4. Meanwhile, in a stand mixer, beat egg yolks until thick and pale. Remove the empty vanilla bean pod from the cream and then very slowly pour it into the egg yolks whilst constantly whisking the mixture.
5. Return the mixture to the stove and place back over a medium heat. Stir constantly until the mixture thickens enough to coat the back of a wooden spoon. Remove from the heat. Then strain the mixture into a large bowl.
6. Finally, stir in the reduced wine. Chill in the fridge for a couple of hours or until very cool, before pouring it into your home ice cream maker.
7. Serve your red wine ice cream freshly churned for maximum deliciousness.
5. Rum and Bacon Ice Cream
Another iconic combo. Rum ice cream is already amazing in itself but adding bacon to it just amplifies its awesomeness. Adding bacon to your ice cream isn't as crazy as you think. It's the same concept as adding salty crushed peanuts to your ice cream, combining sweet and savory. Here is a great recipe from cookingwaithjanica.com
Ingredients
5 Strips of Candied Bacon (recipe)
3 Tablespoons of Butter
5 Egg Yolks
2 3/4 Cup Half & Half
3/4 Cup Dark Brown Sugar (packed)
3 Teaspoons Dark Rum
1/4 Teaspoon Vanilla Extract
Directions
1. Once your candied bacon has cooled, chop it into tiny pieces.

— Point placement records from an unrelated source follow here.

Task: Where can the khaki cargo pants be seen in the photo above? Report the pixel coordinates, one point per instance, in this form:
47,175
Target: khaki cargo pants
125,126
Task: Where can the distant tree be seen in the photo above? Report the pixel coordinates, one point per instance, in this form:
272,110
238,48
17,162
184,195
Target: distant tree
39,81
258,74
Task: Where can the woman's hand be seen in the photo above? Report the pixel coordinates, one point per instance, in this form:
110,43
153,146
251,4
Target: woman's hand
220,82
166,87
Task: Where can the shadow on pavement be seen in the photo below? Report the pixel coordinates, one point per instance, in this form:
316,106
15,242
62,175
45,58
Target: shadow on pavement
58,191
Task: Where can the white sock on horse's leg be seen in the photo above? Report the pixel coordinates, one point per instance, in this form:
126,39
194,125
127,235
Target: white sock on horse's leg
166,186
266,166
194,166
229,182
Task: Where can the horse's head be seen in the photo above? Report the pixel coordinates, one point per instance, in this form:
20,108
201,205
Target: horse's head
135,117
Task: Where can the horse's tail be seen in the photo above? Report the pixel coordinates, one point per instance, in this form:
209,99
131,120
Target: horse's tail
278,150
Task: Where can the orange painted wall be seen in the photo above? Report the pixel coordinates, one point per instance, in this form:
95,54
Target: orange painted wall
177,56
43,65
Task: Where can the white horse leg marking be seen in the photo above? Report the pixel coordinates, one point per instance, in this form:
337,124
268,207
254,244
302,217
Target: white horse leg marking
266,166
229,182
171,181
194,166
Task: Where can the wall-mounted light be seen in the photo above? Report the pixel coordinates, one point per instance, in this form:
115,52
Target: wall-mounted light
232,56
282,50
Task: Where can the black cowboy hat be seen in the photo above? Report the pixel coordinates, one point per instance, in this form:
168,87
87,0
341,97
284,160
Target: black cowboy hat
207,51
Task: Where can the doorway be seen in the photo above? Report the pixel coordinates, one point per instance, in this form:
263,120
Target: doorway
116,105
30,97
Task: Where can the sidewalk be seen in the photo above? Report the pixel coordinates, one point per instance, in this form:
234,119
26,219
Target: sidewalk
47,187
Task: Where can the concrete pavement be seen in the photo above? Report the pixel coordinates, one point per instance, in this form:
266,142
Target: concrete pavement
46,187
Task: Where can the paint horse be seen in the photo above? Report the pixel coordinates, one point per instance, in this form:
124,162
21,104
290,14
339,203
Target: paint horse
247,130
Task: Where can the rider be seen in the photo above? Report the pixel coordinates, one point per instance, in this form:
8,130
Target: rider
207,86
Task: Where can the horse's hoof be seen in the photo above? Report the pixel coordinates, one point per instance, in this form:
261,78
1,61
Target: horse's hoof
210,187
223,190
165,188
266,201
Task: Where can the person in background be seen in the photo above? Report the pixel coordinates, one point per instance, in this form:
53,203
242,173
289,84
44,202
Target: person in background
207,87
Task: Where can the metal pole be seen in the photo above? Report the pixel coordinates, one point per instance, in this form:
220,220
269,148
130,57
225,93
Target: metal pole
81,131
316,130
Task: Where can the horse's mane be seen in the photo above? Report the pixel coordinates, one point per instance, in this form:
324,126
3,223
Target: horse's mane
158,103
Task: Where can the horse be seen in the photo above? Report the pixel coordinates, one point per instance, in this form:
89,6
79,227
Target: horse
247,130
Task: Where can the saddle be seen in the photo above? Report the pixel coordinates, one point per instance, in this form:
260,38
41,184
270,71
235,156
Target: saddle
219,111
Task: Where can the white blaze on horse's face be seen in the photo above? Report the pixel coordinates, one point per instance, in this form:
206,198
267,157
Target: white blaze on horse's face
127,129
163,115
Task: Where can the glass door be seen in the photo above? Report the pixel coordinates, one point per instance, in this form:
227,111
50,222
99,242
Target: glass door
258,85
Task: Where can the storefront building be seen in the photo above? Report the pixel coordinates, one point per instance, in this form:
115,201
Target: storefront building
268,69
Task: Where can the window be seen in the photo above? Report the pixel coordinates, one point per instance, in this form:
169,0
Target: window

2. Next, melt the butter in a saucepan. Stir in the brown sugar and half of the half and half. Pour the remaining half-and-half into a bowl set in an ice bath and set a mesh strainer over the top.
3. In another bowl, whisk the egg yolks together and slowly stir in the brown sugar mixture. Whisk together and pour back into your saucepan. Cook over low heat, constantly stirring and scraping the bottom, until the custard thickens enough to coat your spatula. Strain the custard into the half-and-half, stirring over the ice bath, until cool.
4. When cool, add rum and vanilla. Stir then freeze in your ice cream maker (I used this one) according to manufacturers directions. Add bacon bits during the last few minutes of churn. Depending on the consistency desired, you may find that you want to put the ice cream in the freezer for a few hours to set.